– Creo que lo tienes todo -dijo.
La cenefa del techo era un dibujo con delicadas hojas y uvas. La cama era grande y blanda. A los pies, apoyada en un banco, había una televisión de plástico con un botón giratorio. Una pequeña puerta en una pared del dormitorio daba directamente a un escalón que llevaba a un baño tipo suite, de mármol negro con espejos que hacían aguas en las paredes y tenía manchas de moho en los grifos.
– ¿Quizá te apetecería ducharte antes de la cena?
– No creo que aguante despierta toda la cena -dijo Maureen, y Sarah pareció aliviada.
– Está bien, si quieres, métete directamente en la cama -dijo-. Como si estuvieras en tu casa. Hay agua caliente y toallas.
– Si alguna vez tengo que limpiar casas, quiero que sea la tuya.
Sarah no entendió la broma, pero vio que Maureen sonreía y ella hizo lo mismo. Debía de haber tenido un día infernal.
– Gracias por dejarme quedar aquí -dijo Maureen.
– De nada -dijo Sarah.
Maureen se dio un baño, pero el agua estaba tan dura que no consiguió hacer ni una pizca de espuma, y se formó una capa aceitosa encima del agua. Se secó con una toalla y se notó la piel escamosa, chirriante, como un vaso recién sacado del lavaplatos.
Cuando salió del cuarto de baño se encontró una bandeja plateada de cocina encima de la mesita de noche. Sarah le había traído una taza grande de té, y un plato tibio de comida india picante.
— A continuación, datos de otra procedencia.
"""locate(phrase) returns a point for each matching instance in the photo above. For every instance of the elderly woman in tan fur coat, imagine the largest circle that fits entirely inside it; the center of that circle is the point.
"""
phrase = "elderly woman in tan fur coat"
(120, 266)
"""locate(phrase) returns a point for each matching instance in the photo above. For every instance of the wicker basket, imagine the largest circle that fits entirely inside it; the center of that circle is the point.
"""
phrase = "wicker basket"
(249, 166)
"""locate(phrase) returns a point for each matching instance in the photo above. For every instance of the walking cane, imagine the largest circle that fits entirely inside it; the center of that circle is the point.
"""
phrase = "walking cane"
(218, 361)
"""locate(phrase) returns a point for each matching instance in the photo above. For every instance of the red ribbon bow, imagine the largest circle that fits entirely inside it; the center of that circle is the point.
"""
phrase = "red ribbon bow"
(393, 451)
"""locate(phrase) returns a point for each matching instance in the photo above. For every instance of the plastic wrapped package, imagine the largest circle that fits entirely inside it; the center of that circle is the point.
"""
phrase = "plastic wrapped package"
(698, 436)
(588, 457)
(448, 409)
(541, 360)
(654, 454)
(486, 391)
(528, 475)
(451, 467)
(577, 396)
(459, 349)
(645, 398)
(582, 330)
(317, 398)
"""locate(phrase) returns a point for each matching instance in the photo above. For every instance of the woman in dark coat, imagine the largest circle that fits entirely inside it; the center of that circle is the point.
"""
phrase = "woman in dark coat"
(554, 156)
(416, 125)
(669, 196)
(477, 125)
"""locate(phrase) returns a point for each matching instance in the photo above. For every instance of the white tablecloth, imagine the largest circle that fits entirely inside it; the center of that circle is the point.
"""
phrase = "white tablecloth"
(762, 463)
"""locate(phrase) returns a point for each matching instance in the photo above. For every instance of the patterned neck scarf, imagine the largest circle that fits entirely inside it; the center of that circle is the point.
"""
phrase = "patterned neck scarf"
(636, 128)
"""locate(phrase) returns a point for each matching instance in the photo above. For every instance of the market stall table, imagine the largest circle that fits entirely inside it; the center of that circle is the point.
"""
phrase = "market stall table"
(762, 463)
Mientras comía, le llamó la atención algo que había en un extremo de la mesita de noche, justo al lado de la cama: una vieja Biblia con tapas de piel negra restaurada con cinta adhesiva. Sarah debía de tener cientos de Biblias familiares. Maureen se sentó en la cama y encendió la tele en blanco y negro antes de levantar las frías sábanas de lino y meterse dentro. Se durmió escuchando un programa para los televidentes que le advertía de que debía tener mucho, mucho cuidado con el concesionario en el que compraba su Land Rover.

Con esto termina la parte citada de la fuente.